The adjusted consolidated financial results have been adjusted to include the Company’s share of revenue, expenses, assets and liabilities from its joint venture operations on a proportionate accounting basis as this is the basis on which management bases its operating decisions and performance evaluation. IFRS does not allow for the inclusion of the joint ventures on a proportionate basis. These results include additional non-IFRS measures such as EBITDA and cash flow from operations before non-recurring items.

The adjusted results are not generally accepted measures of financial performance under IFRS. The Company’s method of calculating these financial performance measures may differ from other companies and accordingly, they may not be comparable to measures used by other companies. Refer to the MD&A for a reconciliation of these non-IFRS measures and adjusted results.
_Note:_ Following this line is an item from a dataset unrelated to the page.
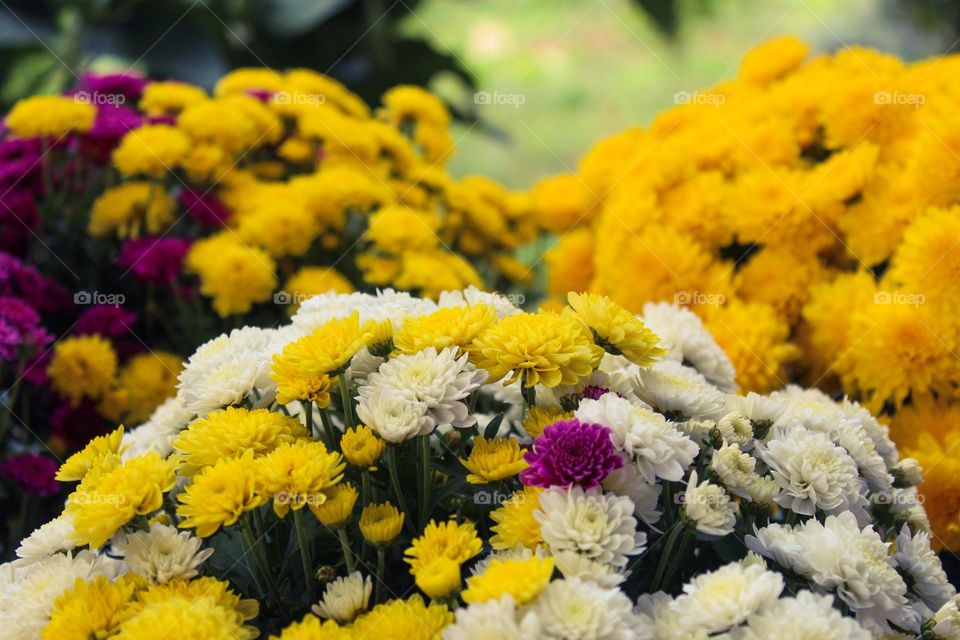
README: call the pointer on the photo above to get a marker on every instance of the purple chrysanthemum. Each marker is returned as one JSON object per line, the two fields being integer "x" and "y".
{"x": 32, "y": 473}
{"x": 571, "y": 452}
Forward Looking Statements
This news release contains forward-looking statements that relate to, among other things, the Company’s objectives, goals, strategies, intentions, plans, beliefs, expectations and estimates. These forward-looking statements include, among other things, statements relating to our expectations regarding revenues, expenses, cash flows, future profitability and the effect of our strategic initiatives and restructuring, including our expectations to grow certain operations, to reduce debt levels and that reduced debt levels in investment entities will result in further distributions to the Company. These forward-looking statements are based on certain assumptions, including continued economic growth and recovery and the realization of cost savings in a timely manner and in the expected amounts, which are subject to risks, uncertainties and other factors which may cause results, performance or achievements of the Company to be materially different from any future results, performance or achievements expressed or implied by such forward-looking statements, and undue reliance should not be placed on such statements.
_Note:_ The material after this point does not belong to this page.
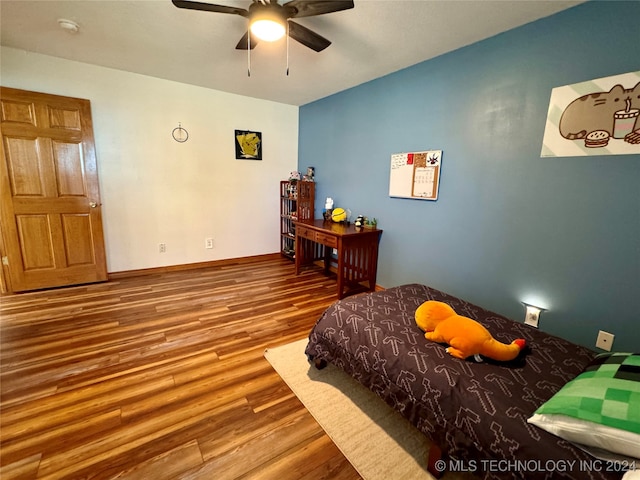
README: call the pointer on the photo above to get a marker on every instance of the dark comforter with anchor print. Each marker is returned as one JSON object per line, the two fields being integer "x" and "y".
{"x": 475, "y": 412}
Important factors that could cause actual results to differ materially from these expectations include failure to implement or achieve the intended results from our strategic initiatives, the failure to reduce debt and the other risk factors listed in our Annual Information Form under the heading “Risk Factors” and in our annual MD&A under the heading “Business Environment and Risks”, many of which are out of our control. These other risk factors include, but are not limited to, the ability of the Company to sell advertising and subscriptions related to its publications, foreign exchange rate fluctuations, the seasonal and cyclical nature of the agricultural and energy industry, discontinuation of the Department of Canadian Heritage’s Canada Periodical Fund’s Aid to Publishers, general market conditions in both Canada and the United States, changes in the prices of purchased supplies including newsprint, the effects of competition in the Company’s markets, dependence on key personnel, integration of newly acquired businesses, technological changes, tax risk, financing risk and debt service risk.
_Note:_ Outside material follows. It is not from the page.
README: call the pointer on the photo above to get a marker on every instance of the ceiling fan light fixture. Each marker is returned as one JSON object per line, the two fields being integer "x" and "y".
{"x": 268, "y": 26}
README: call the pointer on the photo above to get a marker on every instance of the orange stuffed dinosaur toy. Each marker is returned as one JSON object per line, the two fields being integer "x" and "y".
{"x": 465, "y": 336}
The forward-looking statements made in this news release relate only to events or information as of the date on which the statements are made. Except as required by law, the Company undertakes no obligation to update or revise publicly any forward-looking statements, whether as a result of new information, future events or otherwise, after the date on which the statements are made or to reflect the occurrence of unanticipated events.